With options for product management degrees so limited, Vandenbosch suggests going for a degree in business or technology, then getting an MBA before entering the world of product management. “Depending on if you're a product manager in a technology firm or a consumer goods firm, the job is quite different,” she adds. “In technology, product management is adjacent to marketing, but you also need a deep understanding of how technology works to drive what the product is going to look like.”

Developing Business, Communications Acumen

To be a good product manager, one needs project management skills and a strong sense of consumer behavior as well as marketing. “You don't have to be the person who puts the digital strategy together, but you do have to understand how the elements of marketing contribute to the success of your product,” Vandenbosch says. “You also need to have a solid understanding of how your product will fit into the technology space.”

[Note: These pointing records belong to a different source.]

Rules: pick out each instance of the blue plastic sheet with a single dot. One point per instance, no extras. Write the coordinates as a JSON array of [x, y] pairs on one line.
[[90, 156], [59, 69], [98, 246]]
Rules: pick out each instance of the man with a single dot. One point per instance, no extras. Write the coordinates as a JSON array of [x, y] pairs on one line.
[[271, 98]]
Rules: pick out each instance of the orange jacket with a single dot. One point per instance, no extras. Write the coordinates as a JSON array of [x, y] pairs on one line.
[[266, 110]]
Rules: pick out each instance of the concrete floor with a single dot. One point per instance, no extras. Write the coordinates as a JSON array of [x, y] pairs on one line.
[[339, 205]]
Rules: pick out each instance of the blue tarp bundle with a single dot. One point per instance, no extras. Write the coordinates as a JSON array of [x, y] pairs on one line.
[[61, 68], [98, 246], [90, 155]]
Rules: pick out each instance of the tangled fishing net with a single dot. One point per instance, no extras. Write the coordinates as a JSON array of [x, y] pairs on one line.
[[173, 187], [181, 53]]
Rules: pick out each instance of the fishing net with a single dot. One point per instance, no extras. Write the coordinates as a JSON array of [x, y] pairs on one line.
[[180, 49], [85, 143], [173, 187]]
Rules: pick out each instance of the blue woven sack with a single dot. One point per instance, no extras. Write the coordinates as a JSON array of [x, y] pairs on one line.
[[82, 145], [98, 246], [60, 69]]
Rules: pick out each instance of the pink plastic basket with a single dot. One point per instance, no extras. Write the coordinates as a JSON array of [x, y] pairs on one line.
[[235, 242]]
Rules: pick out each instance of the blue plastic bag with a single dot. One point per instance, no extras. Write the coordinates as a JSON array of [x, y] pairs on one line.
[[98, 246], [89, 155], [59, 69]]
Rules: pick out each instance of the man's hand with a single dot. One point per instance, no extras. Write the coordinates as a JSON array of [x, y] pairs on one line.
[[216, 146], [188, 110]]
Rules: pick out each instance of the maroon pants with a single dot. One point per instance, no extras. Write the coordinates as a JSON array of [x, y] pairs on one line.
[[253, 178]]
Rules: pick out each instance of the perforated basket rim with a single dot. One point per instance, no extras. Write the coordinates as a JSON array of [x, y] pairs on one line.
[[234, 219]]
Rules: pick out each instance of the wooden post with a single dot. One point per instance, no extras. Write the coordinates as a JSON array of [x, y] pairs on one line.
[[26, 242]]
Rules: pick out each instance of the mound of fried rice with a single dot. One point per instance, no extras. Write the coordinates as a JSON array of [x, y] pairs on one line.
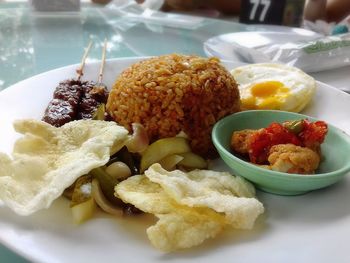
[[173, 93]]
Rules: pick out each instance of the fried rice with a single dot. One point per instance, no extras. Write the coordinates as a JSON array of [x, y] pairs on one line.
[[173, 93]]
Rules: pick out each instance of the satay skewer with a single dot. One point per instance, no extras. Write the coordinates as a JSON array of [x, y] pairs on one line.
[[103, 61], [74, 99], [82, 63]]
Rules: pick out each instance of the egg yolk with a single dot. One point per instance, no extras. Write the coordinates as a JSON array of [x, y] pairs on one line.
[[266, 95]]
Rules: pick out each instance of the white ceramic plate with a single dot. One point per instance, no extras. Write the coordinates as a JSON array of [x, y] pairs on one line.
[[308, 228]]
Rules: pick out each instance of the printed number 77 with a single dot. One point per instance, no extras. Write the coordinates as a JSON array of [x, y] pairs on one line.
[[256, 3]]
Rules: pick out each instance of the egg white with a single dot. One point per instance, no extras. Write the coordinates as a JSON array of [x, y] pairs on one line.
[[301, 86]]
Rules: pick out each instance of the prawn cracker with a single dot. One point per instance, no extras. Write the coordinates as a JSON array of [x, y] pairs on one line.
[[47, 160], [191, 207]]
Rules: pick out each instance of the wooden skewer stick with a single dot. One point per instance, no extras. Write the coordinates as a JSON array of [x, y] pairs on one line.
[[82, 64], [100, 75]]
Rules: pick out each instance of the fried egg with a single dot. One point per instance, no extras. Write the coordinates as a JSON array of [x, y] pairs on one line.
[[274, 87]]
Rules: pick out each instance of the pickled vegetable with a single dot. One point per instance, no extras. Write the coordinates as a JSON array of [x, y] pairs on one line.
[[82, 204], [107, 183], [118, 170], [83, 211], [102, 201], [161, 149], [169, 163], [192, 160]]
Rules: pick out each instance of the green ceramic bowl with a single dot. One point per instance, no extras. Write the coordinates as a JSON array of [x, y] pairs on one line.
[[335, 150]]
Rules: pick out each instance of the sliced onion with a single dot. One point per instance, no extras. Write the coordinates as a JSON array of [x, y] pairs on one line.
[[101, 200], [139, 140]]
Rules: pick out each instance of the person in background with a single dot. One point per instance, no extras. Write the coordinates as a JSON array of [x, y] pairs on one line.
[[328, 10]]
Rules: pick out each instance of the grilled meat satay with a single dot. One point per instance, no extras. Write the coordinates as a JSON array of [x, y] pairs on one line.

She advises those looking for education in product management to start with a course that shows you how to be a product manager before investing in a full degree or certificate: “Another thing I would strongly recommend is that you do a project management certificate, from the Project Management Institute, for example, because project management is a core component of being a good product manager because your product is your project.”

Ciruli says he sees resumes that include bachelor's degrees in computer science, as well as MBAs. “I think the product management degree and certificate programs are new enough that I haven't seen the effects yet,” he says. “And so, I haven't seen downstream. How do they turn out as product managers? I don't know.”

Traditionally, product management was a hard job to obtain right out of school because there wasn't a degree in product management, especially given the needed skills (although that has also translated into high compensation for the role). “The biggest difference with these degrees will be when people graduate from college, they will be applying for their first job in product management,” he says. “That really speaks to the evolution and importance of this role, now that universities are creating these curricula and these degrees around it.”

Ciruli advises anyone who wants a degree in product management to make sure the course provides a focus in three essential areas: data science, business and communications. “You need to work well with data, you know how to write a business plan, and it is a critical part of a product manager's job to be able to communicate,” he says. “I've seen people who just can't give a presentation and it's a really difficult job if you can't communicate very effectively.”